The COVID-19 hospitalization data had not yet been updated as of 4:00 p.m. Friday. Hospital admissions in Wyoming fell to 162 on Wednesday, from 165 on Tuesday. The number of hospital admissions remains below the pandemic record of 249 on October 21.
The Cheyenne Regional Medical Center had the highest number of COVID-19 patients on Wednesday at 43. 11 of the 25 beds in the CRMC’s intensive care unit were open. Wyoming Medical Center had 41 COVID-19 patients and had zero of 20 ICU beds available.
No additional COVID-19-related deaths were reported on Friday, after 55 were reported on Tuesday. There are 1,298 COVID-19-related deaths among Wyoming residents. These are deaths “where COVID-19 is listed as the underlying or primary cause of death or as a contributing cause of death,” explains the WDH.
The number of COVID-19 cases identified as variant cases rose 28 to 5,648 on Friday. Several cases involve a mutated form of the virus, and some can spread more easily or result in more serious illness.
The WDH says its variant dashboard may be underestimating the number of variant cases in Wyoming: “Not all positive tests are sequenced to identify which variant of COVID-19 caused disease.”
There were 82,753 recoveries from lab-confirmed cases on Tuesday, as well as 20,900 recoveries from probable cases.
“A lab-confirmed or probable case is defined as recovered when fever has resolved without the use of fever-reducing medications and there has been improvement in respiratory symptoms (e.g., cough, shortness of breath) within 24 hours AND at least 10 days have passed. since the symptoms first appeared,” the WDH says. “Cases with laboratory-confirmed COVID-19 who have had no symptoms are considered recovered when at least 10 days have passed since the date of their first positive test and who have not had subsequent illness, provided they remain asymptomatic.”
WDH Public Information Officer Kim Deti explained that the department marks people as recovered once the date of their isolation order has passed. People who test positive are asked to remain in isolation for 10 days after their first symptoms, 10 days after their test is taken, or longer if they are still showing symptoms.

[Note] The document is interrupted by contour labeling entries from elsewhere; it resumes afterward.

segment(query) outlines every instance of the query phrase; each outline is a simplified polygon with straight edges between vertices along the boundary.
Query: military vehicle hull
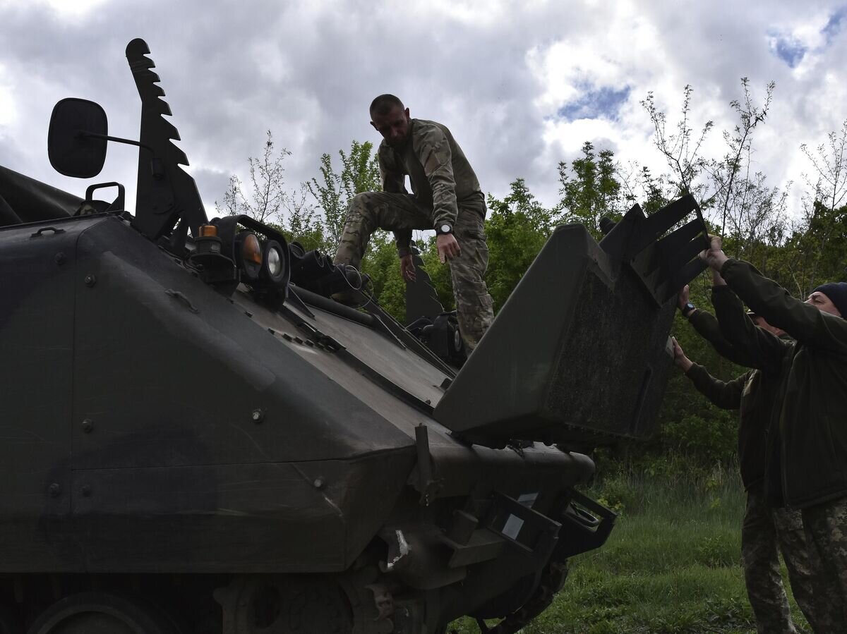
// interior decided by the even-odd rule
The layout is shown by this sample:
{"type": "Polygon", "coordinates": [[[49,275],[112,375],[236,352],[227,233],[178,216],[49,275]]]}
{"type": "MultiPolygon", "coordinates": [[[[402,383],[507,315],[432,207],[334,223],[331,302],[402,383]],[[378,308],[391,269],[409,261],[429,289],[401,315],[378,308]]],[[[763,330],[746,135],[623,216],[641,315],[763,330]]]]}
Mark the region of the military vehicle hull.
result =
{"type": "Polygon", "coordinates": [[[517,609],[567,559],[557,544],[595,547],[611,529],[611,515],[599,531],[565,515],[590,460],[457,439],[432,418],[450,372],[385,329],[225,296],[119,214],[0,229],[0,572],[29,612],[46,578],[59,595],[86,578],[159,588],[145,596],[202,615],[216,589],[225,607],[231,584],[241,596],[261,575],[251,602],[299,579],[368,619],[364,586],[381,583],[417,616],[357,631],[435,631],[529,576],[517,609]]]}
{"type": "Polygon", "coordinates": [[[139,141],[80,99],[48,135],[80,178],[138,146],[134,214],[0,168],[0,634],[516,632],[612,531],[572,449],[651,428],[695,203],[557,229],[457,370],[355,272],[208,219],[147,52],[139,141]]]}

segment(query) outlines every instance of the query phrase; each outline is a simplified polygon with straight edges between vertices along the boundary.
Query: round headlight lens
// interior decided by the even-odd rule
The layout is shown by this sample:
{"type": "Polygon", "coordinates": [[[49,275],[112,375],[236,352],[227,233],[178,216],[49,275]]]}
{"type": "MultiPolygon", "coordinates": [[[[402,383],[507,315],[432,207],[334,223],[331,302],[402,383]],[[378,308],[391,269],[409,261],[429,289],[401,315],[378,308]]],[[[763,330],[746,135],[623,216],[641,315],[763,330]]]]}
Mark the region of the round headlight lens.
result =
{"type": "Polygon", "coordinates": [[[272,278],[276,278],[282,273],[282,256],[275,246],[268,250],[268,273],[272,278]]]}

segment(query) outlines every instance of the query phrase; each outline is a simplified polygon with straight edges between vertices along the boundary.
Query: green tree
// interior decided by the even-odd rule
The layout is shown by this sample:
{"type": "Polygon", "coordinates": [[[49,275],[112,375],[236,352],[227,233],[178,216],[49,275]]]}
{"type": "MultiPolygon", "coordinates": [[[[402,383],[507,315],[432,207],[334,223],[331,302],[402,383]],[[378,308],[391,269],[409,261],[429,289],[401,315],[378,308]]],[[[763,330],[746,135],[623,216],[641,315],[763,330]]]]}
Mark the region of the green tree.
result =
{"type": "Polygon", "coordinates": [[[621,212],[622,190],[614,156],[611,150],[595,154],[594,145],[585,141],[582,156],[569,168],[564,161],[559,163],[561,220],[581,223],[596,240],[601,237],[600,219],[604,216],[616,219],[621,212]]]}
{"type": "Polygon", "coordinates": [[[332,157],[320,157],[320,179],[313,178],[304,185],[323,212],[324,250],[335,251],[347,215],[350,199],[363,191],[381,191],[379,167],[370,141],[351,143],[350,152],[338,151],[341,171],[336,172],[332,157]]]}
{"type": "Polygon", "coordinates": [[[490,210],[485,223],[488,235],[489,267],[485,279],[500,310],[535,256],[552,233],[558,209],[546,209],[527,187],[523,179],[510,184],[503,200],[489,195],[490,210]]]}

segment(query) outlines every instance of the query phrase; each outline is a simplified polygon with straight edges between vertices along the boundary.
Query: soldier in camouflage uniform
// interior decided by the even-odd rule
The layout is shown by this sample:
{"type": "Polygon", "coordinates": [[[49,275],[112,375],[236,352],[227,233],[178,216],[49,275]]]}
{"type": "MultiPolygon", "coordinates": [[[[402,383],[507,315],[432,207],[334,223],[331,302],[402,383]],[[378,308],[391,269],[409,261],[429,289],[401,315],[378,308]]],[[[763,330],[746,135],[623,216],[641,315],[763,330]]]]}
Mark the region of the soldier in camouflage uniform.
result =
{"type": "MultiPolygon", "coordinates": [[[[743,319],[750,328],[737,296],[715,275],[712,304],[720,321],[688,300],[688,287],[679,295],[679,307],[695,329],[714,346],[722,356],[743,366],[760,364],[723,336],[721,326],[743,319]]],[[[778,335],[781,331],[761,317],[756,325],[778,335]]],[[[772,508],[765,501],[766,430],[775,405],[775,393],[780,383],[779,363],[750,370],[724,383],[713,378],[706,368],[692,363],[674,340],[676,364],[695,387],[718,407],[740,411],[739,425],[739,462],[741,480],[747,493],[747,504],[741,527],[741,560],[745,582],[756,629],[760,634],[796,634],[788,597],[779,572],[779,552],[783,554],[794,589],[794,598],[806,620],[815,626],[818,610],[812,592],[815,566],[813,554],[806,548],[803,521],[799,510],[772,508]]],[[[816,631],[817,631],[816,628],[816,631]]]]}
{"type": "Polygon", "coordinates": [[[756,313],[795,340],[768,435],[765,493],[800,509],[813,576],[816,631],[847,631],[847,283],[816,288],[803,302],[748,262],[727,257],[719,238],[701,256],[756,313]]]}
{"type": "Polygon", "coordinates": [[[383,191],[359,194],[350,201],[335,262],[358,268],[371,234],[389,229],[397,241],[401,273],[414,282],[412,230],[435,229],[439,256],[450,264],[459,330],[469,352],[494,319],[483,279],[488,245],[479,182],[446,126],[411,119],[393,95],[374,99],[370,115],[383,136],[377,152],[383,191]],[[407,174],[412,194],[406,190],[407,174]]]}

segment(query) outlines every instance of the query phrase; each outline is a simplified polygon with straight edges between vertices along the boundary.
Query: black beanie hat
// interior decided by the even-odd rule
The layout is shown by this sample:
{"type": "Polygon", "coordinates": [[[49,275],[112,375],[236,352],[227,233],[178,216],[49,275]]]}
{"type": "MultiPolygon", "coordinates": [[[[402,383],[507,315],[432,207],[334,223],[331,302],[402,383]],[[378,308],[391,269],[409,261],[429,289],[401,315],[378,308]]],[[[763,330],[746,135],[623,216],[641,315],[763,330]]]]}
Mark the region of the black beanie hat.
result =
{"type": "Polygon", "coordinates": [[[812,293],[823,293],[835,305],[841,317],[847,319],[847,282],[822,284],[812,293]]]}

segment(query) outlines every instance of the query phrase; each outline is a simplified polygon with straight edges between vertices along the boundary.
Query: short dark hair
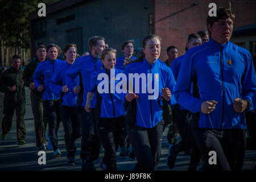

If people need to be isolated for longer than their initial isolation period, they can contact the WDH, who can extend their isolation order. Deti said that in some cases, contact tracing indicates whether a case is considered recovered, while in other cases, the department considers someone recovered after their isolation period has ended.
County-specific COVID-19 information is available from the Wyoming Department of Health. Confirmed cases by province are as follows (probable cases in parentheses):
- Albania: 5,615 (950)
- Great Horn: 1,672 (419)
- Campbell: 8,067 (906)
- Carbon: 2,650 (337)
- Reverse: 890 (1,380)
- Crook: 740 (216)
- Fremont: 7,851 (1433)
- Goshen: 2,322 (245)
- Hot Springs: 654 (230)
- Johnson: 856 (415)
- Laramie: 12,761 (3,901)
- Lincoln: 2,347 (544)
- Natrona: 9,837 (5,821)
- Niobrara: 209 (239)
- Parking: 4,672 (630)
- Map: 1,019 (439)
- Sheridan: 4,302 (1,327)
- Sublet: 1,109 (329)
- Freshwater: 7,198 (710)
- Teton: 5,177 (124)
- Uinta: 3,423 (527)
- Washakie: 1,292 (523)
- Weston: 882 (293)
The Wyoming Department of Health provides online COVID-19 data on cases, variants, deaths, testing, hospitals, and vaccines. The department also shares information about how the data can be interpreted. Safety recommendations for COVID-19 are available from the CDC.